Although the metaphor might not be especially flattering, K2 Consulting Partners are the Deliveroo  or  Just Eat of the consulting world.   You place an order and we figure out how to supply it and the only thing that has changed is that you now have more choice and your order is delivered at a lower price.  Of course, the comparison will be much more flattering if K2 Consulting Partners becomes the Amazon of the consulting world…

Counter Argument

One possible counter argument is that the model doesn’t allow for any R&D or innovation on behalf of the customer.   The response to this comes in 4 parts:

  1. In the examples at the start of the article, innovation in the process of delivery  is equally important as innovation in the products or services themselves.
  2. Much of the innovation bought by customers is delivered at their cost and while working on their premises. This can be delivered just as well by getting the equivalent staff from K2 Consulting Partners at lower cost.
  3. Over investing in failed innovation can be just as risky as no innovation at all. Note that the key point here is “over investing”. It is accepted that innovation must allow for some failure.  Lower cost delivery of consulting services can help mitigate this risk.
  4. Most companies have more pressing issues to implement a tried and trusted solution before moving on to more innovative projects.
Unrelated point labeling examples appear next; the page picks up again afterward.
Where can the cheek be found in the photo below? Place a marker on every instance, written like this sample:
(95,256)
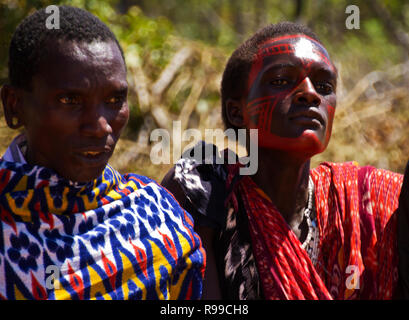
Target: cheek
(259,113)
(331,114)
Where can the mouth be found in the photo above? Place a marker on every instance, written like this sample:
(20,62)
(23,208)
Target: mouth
(310,117)
(93,156)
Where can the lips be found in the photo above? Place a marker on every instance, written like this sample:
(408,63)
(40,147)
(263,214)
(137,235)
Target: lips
(93,156)
(310,117)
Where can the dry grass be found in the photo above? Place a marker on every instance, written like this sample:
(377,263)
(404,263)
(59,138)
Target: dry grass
(371,122)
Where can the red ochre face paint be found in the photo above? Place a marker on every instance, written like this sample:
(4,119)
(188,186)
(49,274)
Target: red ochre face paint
(291,95)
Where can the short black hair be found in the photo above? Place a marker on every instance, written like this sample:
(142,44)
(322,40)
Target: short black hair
(27,46)
(236,72)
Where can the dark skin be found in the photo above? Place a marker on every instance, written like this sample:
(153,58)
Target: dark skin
(301,85)
(291,100)
(75,110)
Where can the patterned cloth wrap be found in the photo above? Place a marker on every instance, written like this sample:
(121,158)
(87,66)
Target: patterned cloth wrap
(358,244)
(259,257)
(118,237)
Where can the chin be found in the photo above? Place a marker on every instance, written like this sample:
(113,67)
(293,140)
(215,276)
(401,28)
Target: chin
(308,144)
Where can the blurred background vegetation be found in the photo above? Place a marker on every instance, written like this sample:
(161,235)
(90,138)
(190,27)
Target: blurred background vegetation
(176,51)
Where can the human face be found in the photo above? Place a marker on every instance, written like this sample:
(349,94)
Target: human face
(77,108)
(291,95)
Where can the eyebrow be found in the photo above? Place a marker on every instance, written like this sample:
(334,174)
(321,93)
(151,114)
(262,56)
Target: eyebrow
(121,88)
(274,66)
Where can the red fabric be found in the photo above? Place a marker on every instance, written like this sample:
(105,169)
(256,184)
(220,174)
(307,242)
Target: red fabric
(355,207)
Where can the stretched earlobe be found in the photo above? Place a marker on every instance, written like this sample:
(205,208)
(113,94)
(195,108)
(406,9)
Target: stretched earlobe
(10,100)
(234,112)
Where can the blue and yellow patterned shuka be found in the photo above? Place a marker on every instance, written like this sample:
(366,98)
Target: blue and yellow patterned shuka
(118,237)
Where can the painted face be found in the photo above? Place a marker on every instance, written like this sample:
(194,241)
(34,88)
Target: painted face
(291,95)
(77,108)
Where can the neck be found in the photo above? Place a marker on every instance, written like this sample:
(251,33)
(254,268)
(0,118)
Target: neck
(284,178)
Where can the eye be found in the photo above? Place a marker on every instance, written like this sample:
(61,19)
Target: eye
(70,100)
(324,88)
(279,82)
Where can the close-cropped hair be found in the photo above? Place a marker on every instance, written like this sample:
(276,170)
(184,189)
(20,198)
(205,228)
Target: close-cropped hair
(236,72)
(29,43)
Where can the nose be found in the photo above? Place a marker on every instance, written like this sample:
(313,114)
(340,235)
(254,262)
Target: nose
(96,122)
(306,94)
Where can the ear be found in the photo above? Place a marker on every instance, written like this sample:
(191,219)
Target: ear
(234,112)
(11,98)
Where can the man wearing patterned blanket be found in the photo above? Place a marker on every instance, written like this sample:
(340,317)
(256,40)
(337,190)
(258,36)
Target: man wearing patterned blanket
(71,227)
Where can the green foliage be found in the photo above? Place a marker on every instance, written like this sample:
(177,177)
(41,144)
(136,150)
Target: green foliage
(151,32)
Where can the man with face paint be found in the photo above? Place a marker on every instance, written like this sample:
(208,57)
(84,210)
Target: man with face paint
(289,231)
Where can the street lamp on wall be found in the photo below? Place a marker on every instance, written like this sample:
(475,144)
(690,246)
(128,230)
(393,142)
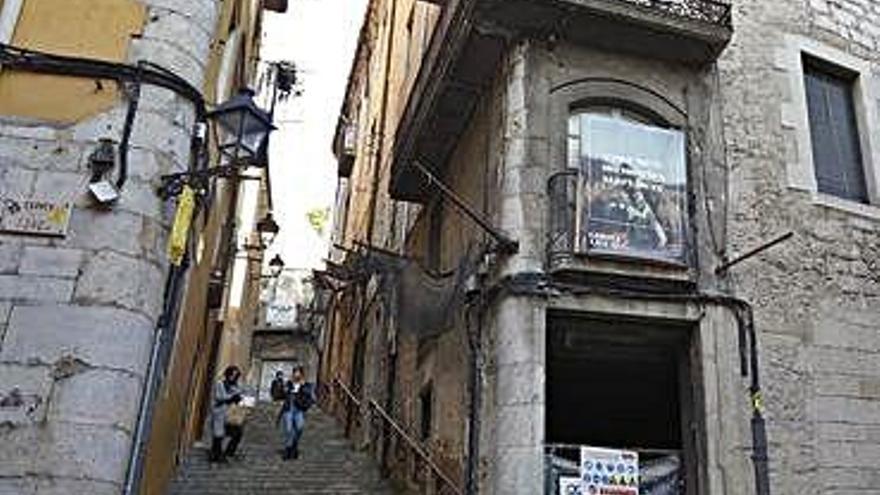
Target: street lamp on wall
(242,131)
(276,266)
(242,127)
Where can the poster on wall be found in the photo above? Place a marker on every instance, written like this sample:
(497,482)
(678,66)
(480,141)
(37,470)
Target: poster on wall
(609,472)
(632,194)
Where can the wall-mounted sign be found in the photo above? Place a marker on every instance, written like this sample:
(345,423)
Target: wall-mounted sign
(609,472)
(570,485)
(34,216)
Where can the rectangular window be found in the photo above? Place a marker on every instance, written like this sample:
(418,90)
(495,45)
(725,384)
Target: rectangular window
(435,236)
(426,407)
(837,155)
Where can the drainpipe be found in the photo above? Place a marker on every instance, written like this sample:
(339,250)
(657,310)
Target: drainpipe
(475,386)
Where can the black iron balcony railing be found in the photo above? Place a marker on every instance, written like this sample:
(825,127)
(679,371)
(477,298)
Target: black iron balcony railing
(659,471)
(615,220)
(710,11)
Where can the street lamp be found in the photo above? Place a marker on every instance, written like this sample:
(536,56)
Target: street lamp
(243,127)
(276,266)
(242,130)
(268,229)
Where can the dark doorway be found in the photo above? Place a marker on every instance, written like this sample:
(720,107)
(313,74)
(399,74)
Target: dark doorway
(623,384)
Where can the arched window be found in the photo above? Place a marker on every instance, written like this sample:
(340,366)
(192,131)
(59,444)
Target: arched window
(631,193)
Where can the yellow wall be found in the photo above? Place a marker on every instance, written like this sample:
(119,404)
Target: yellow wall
(87,28)
(184,395)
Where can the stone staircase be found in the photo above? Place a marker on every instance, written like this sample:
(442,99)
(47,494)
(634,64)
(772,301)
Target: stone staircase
(327,464)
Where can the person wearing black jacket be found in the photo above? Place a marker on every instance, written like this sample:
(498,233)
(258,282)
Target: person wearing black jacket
(226,393)
(299,397)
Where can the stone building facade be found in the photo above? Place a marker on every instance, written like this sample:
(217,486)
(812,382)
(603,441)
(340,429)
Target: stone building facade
(95,325)
(612,323)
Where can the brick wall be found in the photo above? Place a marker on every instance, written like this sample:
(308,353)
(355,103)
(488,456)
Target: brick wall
(77,314)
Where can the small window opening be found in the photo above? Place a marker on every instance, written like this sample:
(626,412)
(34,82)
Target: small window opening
(837,154)
(426,409)
(631,191)
(621,386)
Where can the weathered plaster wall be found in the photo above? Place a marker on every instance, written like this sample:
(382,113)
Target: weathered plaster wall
(45,25)
(79,312)
(539,82)
(816,295)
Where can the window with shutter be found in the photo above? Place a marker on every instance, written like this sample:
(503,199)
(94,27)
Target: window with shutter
(837,155)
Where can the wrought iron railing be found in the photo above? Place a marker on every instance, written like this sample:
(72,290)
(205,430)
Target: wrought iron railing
(435,480)
(711,11)
(561,189)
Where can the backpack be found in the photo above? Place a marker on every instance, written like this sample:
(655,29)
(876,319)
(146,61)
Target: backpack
(277,390)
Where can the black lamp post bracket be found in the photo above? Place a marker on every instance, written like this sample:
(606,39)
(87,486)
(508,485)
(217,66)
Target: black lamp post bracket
(200,180)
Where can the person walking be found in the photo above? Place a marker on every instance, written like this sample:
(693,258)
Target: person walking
(226,393)
(276,390)
(299,398)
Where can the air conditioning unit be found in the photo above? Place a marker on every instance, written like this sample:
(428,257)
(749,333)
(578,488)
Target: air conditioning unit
(347,153)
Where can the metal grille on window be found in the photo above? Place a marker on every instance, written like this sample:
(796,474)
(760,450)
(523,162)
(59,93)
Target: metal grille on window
(837,156)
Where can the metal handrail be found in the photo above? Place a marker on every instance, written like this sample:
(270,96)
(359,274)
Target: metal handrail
(424,456)
(348,393)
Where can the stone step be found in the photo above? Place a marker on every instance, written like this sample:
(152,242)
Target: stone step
(327,465)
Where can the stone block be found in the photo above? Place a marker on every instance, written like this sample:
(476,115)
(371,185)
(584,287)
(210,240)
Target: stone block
(117,394)
(118,280)
(18,486)
(51,261)
(10,256)
(24,392)
(14,180)
(520,426)
(168,134)
(203,13)
(182,31)
(68,486)
(32,289)
(62,187)
(520,384)
(106,337)
(170,55)
(519,471)
(21,450)
(519,332)
(41,154)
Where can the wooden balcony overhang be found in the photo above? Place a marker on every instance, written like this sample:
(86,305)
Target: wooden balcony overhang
(472,36)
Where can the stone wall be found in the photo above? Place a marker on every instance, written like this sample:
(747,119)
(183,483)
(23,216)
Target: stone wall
(77,313)
(815,296)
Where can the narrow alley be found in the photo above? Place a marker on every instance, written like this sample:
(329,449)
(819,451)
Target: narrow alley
(328,465)
(474,247)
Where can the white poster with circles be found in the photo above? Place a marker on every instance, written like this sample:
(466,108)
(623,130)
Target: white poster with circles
(609,472)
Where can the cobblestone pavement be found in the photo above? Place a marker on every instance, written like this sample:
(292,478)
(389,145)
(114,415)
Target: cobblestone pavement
(327,464)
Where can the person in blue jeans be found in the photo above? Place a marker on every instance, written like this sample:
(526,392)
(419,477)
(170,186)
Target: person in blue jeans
(299,398)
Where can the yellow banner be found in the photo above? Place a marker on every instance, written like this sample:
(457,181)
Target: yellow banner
(180,230)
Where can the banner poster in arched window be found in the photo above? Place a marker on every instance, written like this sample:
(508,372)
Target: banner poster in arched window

In summary, when seeking innovation – or tried and trusted solutions – who is more credible?   Companies which sell you innovation for your products and services … or …   companies which have applied innovation to themselves.    In Dr O’Mahoney’s article (referencing research by Nesta), consulting companies come 8thin the list of sources of external knowledge for companies and so the view of K2 Consulting Partners is that we should innovate first and then the customer can receive the benefits of our innovation.   With this approach everyone gains.


Finally, did I watch “Moneyball” at the cinema or on television – the main distribution mechanisms for films over the last 80 years?   No, I watched the film of on one of the monthly fee film distribution channels delivered through a smart TV.

Innovation in delivery – the technology of the smart television connected to the internet and a service provider connecting me to the film – was key to me buying and enjoying the film.


Nigel Minett, K2 Consulting Partners Ltd.